4. Acogen con amor a los hijos y los llevan a renacer a la vida nueva por las aguas bautismales.
5. Viven su vida de cada día testimoniando la fe y los más altos valores humanos.
6. Trabajan, cada uno en su condición y según las necesidades, en proveer a sus hijos los bienes materiales que necesitan para su crecimiento: casa, vestido, sustento, recreación, formación escolar, etcétera.
7. Creciendo con sus hijos, van discerniendo el futuro y las opciones de vida, y los padres van aprendiendo a ser padres en cada momento de las etapas de crecimiento para acompañar a sus hijos en este proceso.
8. En un momento de la vida, los hijos emprenden el camino de su propia opción y los padres, sin dejar de ser padres, transforman su paternidad en un acompañamiento en la madurez de la vida.
9. Si la Providencia lo permite, acompañan a la segunda generación, los nietos, donde los padres-abuelos, recopilando las experiencias de la vida y su madurez cristiana, transmiten de una forma nueva aquello que un día dieron a sus hijos y, sin sustituirlos, ahora transmiten a sus nietos.
¿Por qué una oración, como la de santa Mónica, madre de san Agustín, y como ella la de muchas madres y padres cristianos, es escuchada por Dios sin vacilación y prontitud?
Dios sabe la gran misión que ha confiado a las débiles fuerzas de aquellos a los que llama a la paternidad y a la maternidad, Dios es su compañero en esta tarea que es, en el fondo, presencia suya real y verdadera para con los hijos, por eso Dios es el aliado primero de los matrimonios y de los padres y madres, porque no podrían realizar tan importante tarea sin la ayuda de la gracia.

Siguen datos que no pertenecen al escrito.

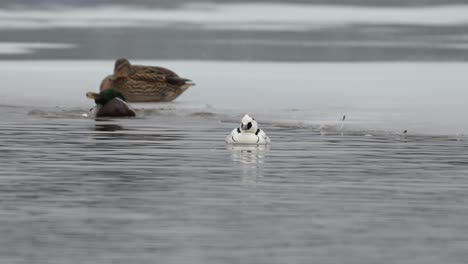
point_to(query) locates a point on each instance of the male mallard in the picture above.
(140, 83)
(110, 103)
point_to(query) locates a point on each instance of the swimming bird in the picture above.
(248, 133)
(139, 83)
(110, 103)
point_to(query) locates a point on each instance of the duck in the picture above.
(140, 83)
(110, 103)
(248, 133)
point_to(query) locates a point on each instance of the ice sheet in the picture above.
(219, 16)
(423, 97)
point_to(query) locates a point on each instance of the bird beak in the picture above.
(91, 95)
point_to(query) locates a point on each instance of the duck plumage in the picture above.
(139, 83)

Los padres son hijos de Adán y Eva, es decir, están debilitados por el pecado, muchas veces sus propias experiencias de vida están marcadas por fracasos, por equivocaciones, por errores, por el pecado, y si a esto le sumamos que no existe la universidad para graduarse en padres y madres de familia, pues, con todo y la buena voluntad que tienen los esposos para asumir la paternidad, su buena disposición y sus buenos deseos no les alcanzan y, más bien, cometen muchos errores para con sus hijos.
Es por ello que el Señor, que nunca nos confía algo que esté por encima de nuestras fuerzas y posibilidades, acompaña a los padres en su vocación, y cuando ellos vuelven su mirada al Padre de todos con fe y confianza, concede sus gracias y bendiciones para los hijos amados.
Finalmente, los padres, con todo y sus debilidades humanas, siempre buscarán el bien de sus hijos y no dudarán en darlo todo por ellos, así que la oración de un padre o una madre siempre estará aderezada por la ternura, el cariño, la comprensión, la compasión, la esperanza y la fe suficiente y todo esto esto la hará honesta y verdadera ante Dios.
Queridos papacitos y mamacitas: no duden en orar, siempre y sin desfallecer, por sus hijos, Dios siempre los escuchará, sino, pregúntenle a santa Mónica, a santa Rita de Casia, a santa Juana de Chantal, a la beata Concepción Cabrera y etc., etc., etc. Dios siempre los escuchará. Siempre.
*El P. José Alberto Medel es especialista en liturgia en la Diócesis de Xochimilco.